Tucked between the mist-laden hills of Dongting East Mountain and the gentle shores of Lake Taihu in Jiangsu Province, Biluochun—literally “Green Snail of Spring”—has charmed Chinese tea lovers since the late Ming dynasty. International drinkers often meet it under the older romanization “Pi Lo Chun,” yet whatever the spelling, the tea remains one of China’s ten most celebrated bushes, prized for its tiny spiral-shaped leaves and a fragrance so naturally floral that early pickers swore the bushes must have grown among fruit trees. In truth, they were half right: peach, plum, and apricot trees are interplanted through the terraces, their roots sharing the same quartz-sand soil and morning dew that nurture the tea. When the first spring warmth coaxes the buds to plumpness, the blossoms open simultaneously, and the tea absorbs their scent in a silent, weeks-long exchange that no withering rack or flavoring spray could ever replicate. The result is a liquor that tastes like drinking the breeze off an orchard just after rain.
History
The recorded story begins in 1699, when the Kangxi Emperor toured the Lake Tai region and was offered a small, curly tea so aromatic that he asked its name. Locals called it “Xia Sha Ren Xiang”—literally “scary fragrance”—because its perfume was almost unnervingly intense. The emperor, feeling the name inelegant, renamed it Biluochun for its snail-shell shape and spring harvest. Imperial favor sent demand soaring; by the Qianlong era, tribute quotas forced farmers to pick before Qingming festival, establishing the early-harvest standard still observed today. Maritime trade carried it to Tsarist Russia and Victorian London, where it fetched prices rivaling silver. Yet the 1930s war and subsequent collectivization reduced acreage to a handful of scattered old bushes. Revival began in the 1980s when clonal cuttings from the 800-year-old “mother tree” on East Mountain were grafted onto newly terraced slopes, giving the modern industry its genetic backbone.
Cultivars
Purists recognize only Dongting Dongshan and Xishan as the authentic core, but the cultivar itself—traditionally called “Dongting Qunti”—is a seed-propagated landrace rather than a single clone. Leaves are tiny, oval, and unusually thick in cuticle, an adaptation to lake fog that forces slower growth and higher amino acids. Since 1995, breeders have released improved clones such as Fuding Dabaicha Biluochun and Wannan 91-1, bred for colder Anhui sites, yet connoisseurs still chase the original “small-leaf” stock for its denser fragrance. Farmers can tell the difference by touch: traditional leaves feel almost leathery, curling back into a tight spiral when pressed between finger and thumb, whereas clone leaves spring open reluctantly and lack the peach-skin fuzz.
Plucking Standard
The classic grade is “one bud with one unfolding leaf” no longer than 2.5 cm, picked before 10 a.m. while dew still beads the surface. A skilled picker can gather only 600 g of fresh leaf in a day; 5 kg of raw material shrink to 1 kg finished tea. To protect the downy hairs, leaves are carried in shallow bamboo trays lined with cotton gauze, never in plastic sacks that would bruise and ferment.
Crafting the Spiral
Within four hours of plucking, the leaves undergo a six-step choreography that has changed little since the Qing.
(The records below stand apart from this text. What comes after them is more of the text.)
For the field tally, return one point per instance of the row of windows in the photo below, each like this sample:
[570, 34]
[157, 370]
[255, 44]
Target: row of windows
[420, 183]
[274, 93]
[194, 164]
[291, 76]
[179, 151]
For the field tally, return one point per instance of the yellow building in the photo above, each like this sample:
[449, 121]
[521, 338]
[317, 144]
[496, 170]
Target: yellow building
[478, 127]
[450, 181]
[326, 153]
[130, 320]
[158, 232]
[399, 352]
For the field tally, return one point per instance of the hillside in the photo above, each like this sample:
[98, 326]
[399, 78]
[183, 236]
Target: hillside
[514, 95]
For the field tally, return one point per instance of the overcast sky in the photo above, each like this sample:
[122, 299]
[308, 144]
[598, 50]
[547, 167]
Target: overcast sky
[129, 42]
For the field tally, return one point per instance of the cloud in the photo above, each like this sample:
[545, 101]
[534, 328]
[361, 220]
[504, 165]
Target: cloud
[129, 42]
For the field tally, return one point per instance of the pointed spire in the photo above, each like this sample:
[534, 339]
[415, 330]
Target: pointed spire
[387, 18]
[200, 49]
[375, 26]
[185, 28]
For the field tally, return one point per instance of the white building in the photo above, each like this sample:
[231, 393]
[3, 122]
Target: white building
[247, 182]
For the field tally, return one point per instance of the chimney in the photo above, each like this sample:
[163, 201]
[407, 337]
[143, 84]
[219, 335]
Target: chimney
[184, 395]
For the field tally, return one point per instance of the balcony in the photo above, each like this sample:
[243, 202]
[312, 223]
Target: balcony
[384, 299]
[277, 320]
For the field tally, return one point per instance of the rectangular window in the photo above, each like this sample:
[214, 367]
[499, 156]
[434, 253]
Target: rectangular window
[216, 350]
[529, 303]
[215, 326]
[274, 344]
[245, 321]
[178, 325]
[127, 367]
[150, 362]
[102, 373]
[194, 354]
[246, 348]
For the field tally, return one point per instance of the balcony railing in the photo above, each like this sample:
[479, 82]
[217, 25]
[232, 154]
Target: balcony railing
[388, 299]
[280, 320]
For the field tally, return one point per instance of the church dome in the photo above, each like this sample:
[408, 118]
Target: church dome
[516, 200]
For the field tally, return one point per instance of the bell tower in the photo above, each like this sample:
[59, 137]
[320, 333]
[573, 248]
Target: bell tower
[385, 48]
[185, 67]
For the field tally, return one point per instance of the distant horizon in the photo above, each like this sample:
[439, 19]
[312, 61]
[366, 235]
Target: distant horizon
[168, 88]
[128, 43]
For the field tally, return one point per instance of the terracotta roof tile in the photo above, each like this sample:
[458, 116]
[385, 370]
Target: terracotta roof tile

- Sha Qing (Kill-Green): 150 °C wok, 4–5 minutes, 400 g per batch. The master’s wrist flicks the leaves along the wok’s wall in a figure-eight, halting oxidation at 5 %.
- Rou Nian (Rolling): temperature drops to 70 °C; leaves are rolled against the wok with both palms in a spiral motion, coiling them into the signature strip while rupturing 30 % of cell walls to release sap.
- Cuo Tuan (Forming): at 50 °C, small portions are twisted between thumb and forefinger into tight snails; this step demands the most skill—too loose and the aroma escapes, too tight and the leaf fractures.
- Ti Hao (Hair-Pulling): when leaves are nearly dry, they are gently rubbed with a fine bamboo brush to lift the silvery down, giving the finished tea its frosted jade color.